Ms. Davis brings immense dignity, composure and a subtle intensity to her role. On a larger plane, Widows is about coming to terms with loss and grief and moving on with the business of life. It’s about how betrayals hurt more than a loss and you can read it all on Ms. Davis’ fluid, luminous face. But most of all it’s about girl power, a wildly entertaining, feminist heist film driven by women.

India story

Michael Winterbottom’s The Wedding Guest , the second of Dev Patel films at TIFF this year, other than Hotel Mumbai , is a road movie much like Mr. Winterbottom’s own 2002 illegal immigration drama — In This World .

However, the journey gets reversed here; instead of the move of two Afghan refugees, from Pakistan to Britain, The Wedding Guest is about a mysterious young man of subcontinental descent (Patel) who arrives into Pakistan from Leicester to kidnap a young woman (Radhika Apte) getting married against her wishes.

There is an ambiguity at the heart of the characters and the film itself, but it, somehow, never leaps out of the screen to reach out to the viewers. The prolific filmmaker seems at not quite at ease here and there is glaring lack of drive and drama in the narrative.

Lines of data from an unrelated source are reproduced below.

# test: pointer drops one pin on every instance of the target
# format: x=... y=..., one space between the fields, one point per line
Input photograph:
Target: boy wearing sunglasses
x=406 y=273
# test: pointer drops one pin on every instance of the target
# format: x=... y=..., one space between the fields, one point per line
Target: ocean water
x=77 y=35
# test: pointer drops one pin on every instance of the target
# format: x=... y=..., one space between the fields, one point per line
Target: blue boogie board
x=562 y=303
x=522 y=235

Ms. Apte, working for the first time with him, spoke about being taken in with his immense clarity and preciseness and small, compact, no-frills crew with which he works. Mr. Winterbottom, who first shot in India for Code 46, has returned since then with A Mighty Heart and Trishna . Much of the Pakistan in The Wedding Guest had to be recreated in India. Mr. Winterbottom hopes to return yet again to India as, according to him, one film and story often lead to many more. Hope the next is a more compelling one.